Her words are the ghostly echo of years ago when I stuffed my plaits into my ears and the sour guilt rose dyspeptically in my throat. I swallow, and pressing my back against the cupboard for support I sneer, ‘Such a poor investment children are. No returns, no compound interest, not a cent's worth of gratitude. You'd think gratitude were inversely proportionate to the sacrifice of parents. I can't imagine why people have children.'

She turns from the stove, her hands gripping the handles of a pot, and says slowly, at one with the steam pumping out the truth,

‘My mother said it was a mistake when I brought you up to speak English. Said people spoke English just to be disrespectful to their elders, to You and Your them about. And that is precisely what you do. Now you use the very language against me that I've stubbed my tongue on trying to teach you it. No respect! Use your English as a catapult!'

I fear for her wrists but she places the pot back on the stove and keeps her back turned. I will not be drawn into further battle. For years we have shunted between understanding and failure and I the Caliban will always be at fault. While she stirs ponderously, I say, ‘My stories are going to be published next month. As a book I mean.'

She sinks into the wicker chair, her face red with steam and rage.

‘Stories,' she shouts, ‘you call them stories? I wouldn't spend a second gossiping about things like that. Dreary little things in which nothing happens, except . . . except . . .' and it is the unspeakable which makes her shut her eyes for a moment. Then more calmly, ‘Cheryl sent me the magazine from Joburg, two, three of them. A disgrace. I'm only grateful that it's not a Cape Town book. Not that one could trust Cheryl to keep anything to herself.'

‘But they're only stories. Made up. Everyone knows it's not real, not the truth.'

‘But you've used the real. If I can recognise places and people, so can others, and if you want to play around like that why don't you have the courage to tell the whole truth? Ask me for stories with neat endings and you won't have to invent my death. What do you know about things, about people, this place where you were born? About your ancestors who roamed these hills? You left. Remember?' She drops her head and her voice is barely audible.

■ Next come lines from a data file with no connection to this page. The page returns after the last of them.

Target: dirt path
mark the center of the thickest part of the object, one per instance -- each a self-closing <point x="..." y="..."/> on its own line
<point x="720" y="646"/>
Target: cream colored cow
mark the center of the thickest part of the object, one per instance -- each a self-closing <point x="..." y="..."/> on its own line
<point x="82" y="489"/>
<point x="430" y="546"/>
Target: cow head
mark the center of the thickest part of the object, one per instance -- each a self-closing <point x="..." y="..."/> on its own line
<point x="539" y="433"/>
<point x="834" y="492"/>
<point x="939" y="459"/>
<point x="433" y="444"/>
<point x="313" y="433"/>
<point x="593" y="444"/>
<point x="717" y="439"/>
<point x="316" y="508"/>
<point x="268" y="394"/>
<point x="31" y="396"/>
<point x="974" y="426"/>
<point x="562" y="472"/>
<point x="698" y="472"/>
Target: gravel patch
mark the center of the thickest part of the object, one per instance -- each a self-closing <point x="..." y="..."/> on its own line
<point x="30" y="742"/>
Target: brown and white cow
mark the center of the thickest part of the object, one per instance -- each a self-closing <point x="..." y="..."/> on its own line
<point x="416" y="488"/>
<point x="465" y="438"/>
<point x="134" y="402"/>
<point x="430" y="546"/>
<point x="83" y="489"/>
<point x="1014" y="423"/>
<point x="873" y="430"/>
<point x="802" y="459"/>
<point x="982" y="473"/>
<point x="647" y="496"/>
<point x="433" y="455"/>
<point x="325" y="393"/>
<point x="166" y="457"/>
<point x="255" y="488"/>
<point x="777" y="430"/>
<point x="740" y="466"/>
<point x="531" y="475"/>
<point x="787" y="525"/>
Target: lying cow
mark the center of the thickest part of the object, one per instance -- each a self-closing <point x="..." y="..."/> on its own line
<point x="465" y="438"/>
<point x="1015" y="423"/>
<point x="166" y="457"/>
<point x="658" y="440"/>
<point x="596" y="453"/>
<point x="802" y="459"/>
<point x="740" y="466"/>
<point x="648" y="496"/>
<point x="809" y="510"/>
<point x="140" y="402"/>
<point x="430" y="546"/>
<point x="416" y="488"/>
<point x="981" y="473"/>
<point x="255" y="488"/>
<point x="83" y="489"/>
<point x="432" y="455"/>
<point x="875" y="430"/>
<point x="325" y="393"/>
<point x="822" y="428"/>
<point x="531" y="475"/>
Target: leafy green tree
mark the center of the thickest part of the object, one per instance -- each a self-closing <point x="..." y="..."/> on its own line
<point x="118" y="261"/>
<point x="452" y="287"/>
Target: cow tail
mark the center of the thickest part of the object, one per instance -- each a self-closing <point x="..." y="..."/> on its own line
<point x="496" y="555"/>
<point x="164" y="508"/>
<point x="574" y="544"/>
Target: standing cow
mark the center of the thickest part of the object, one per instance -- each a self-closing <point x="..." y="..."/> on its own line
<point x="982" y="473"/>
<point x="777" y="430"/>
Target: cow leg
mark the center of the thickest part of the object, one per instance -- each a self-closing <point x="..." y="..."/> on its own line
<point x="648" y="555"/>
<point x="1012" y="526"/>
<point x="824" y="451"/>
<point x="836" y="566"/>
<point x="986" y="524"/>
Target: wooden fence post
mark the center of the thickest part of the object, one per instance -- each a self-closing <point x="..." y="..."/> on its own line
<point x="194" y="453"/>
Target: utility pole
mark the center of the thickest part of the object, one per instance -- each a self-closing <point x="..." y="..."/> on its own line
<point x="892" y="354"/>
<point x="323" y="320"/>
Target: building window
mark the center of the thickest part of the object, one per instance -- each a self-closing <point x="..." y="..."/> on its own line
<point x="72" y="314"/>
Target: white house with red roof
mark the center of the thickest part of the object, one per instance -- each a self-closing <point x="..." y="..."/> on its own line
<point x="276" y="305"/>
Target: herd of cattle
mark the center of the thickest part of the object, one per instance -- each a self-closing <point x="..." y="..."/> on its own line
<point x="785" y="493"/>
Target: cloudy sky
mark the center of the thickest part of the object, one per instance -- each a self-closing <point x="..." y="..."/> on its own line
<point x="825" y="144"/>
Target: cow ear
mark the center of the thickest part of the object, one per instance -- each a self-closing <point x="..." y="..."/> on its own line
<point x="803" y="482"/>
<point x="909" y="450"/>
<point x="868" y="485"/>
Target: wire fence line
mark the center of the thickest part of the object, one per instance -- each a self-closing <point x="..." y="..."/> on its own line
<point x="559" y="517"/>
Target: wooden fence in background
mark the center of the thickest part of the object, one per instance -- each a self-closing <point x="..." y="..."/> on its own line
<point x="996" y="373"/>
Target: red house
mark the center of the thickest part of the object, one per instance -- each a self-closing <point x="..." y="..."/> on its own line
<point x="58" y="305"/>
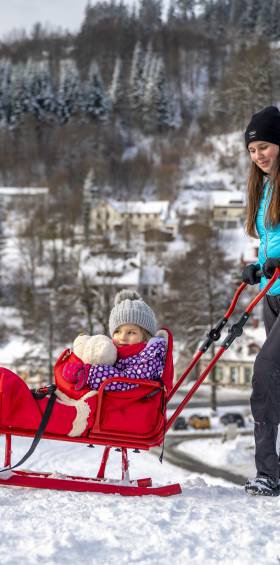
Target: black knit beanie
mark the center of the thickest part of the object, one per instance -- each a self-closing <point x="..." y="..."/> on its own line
<point x="264" y="126"/>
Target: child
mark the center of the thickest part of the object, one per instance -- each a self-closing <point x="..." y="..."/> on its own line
<point x="132" y="326"/>
<point x="262" y="139"/>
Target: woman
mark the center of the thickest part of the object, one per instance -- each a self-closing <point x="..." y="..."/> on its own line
<point x="262" y="139"/>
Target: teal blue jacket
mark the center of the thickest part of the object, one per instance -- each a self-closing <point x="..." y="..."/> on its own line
<point x="269" y="238"/>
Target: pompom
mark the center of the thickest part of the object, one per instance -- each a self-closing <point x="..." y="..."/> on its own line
<point x="126" y="294"/>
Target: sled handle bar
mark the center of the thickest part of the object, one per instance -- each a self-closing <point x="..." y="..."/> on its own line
<point x="234" y="331"/>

‘To write from under your mother's skirts, to shout at the world that it's all right to kill God's unborn child! You've killed me over and over so it was quite unnecessary to invent my death. Do people ever do anything decent with their education?'

Slumped in her chair she ignores the smell of burning food so that I rescue the potatoes and baste the meat.

‘We must eat,' she sighs. ‘Tomorrow will be exhausting. What did you have at Cissie's last night?'

‘Bobotie and sweet potato and stamp-en-stoot. They were trying to watch the television at the same time so I had the watermelon virtually to myself.'

She jumps up to take the wooden spoon from me. We eat in silence the mutton and sousboontjies until she says that she managed to save some prickly pears. I cannot tell whether her voice is tinged with bitterness or pride at her resourcefulness. She has slowed down the ripening by shading the fruit with castor-oil leaves, floppy hats on the warts of great bristling blades. The flesh is nevertheless the colour of burnt earth, a searing sweetness that melts immediately so that the pips are left swirling like gravel in my mouth. I have forgotten how to peel the fruit without perforating my fingers with invisible thorns.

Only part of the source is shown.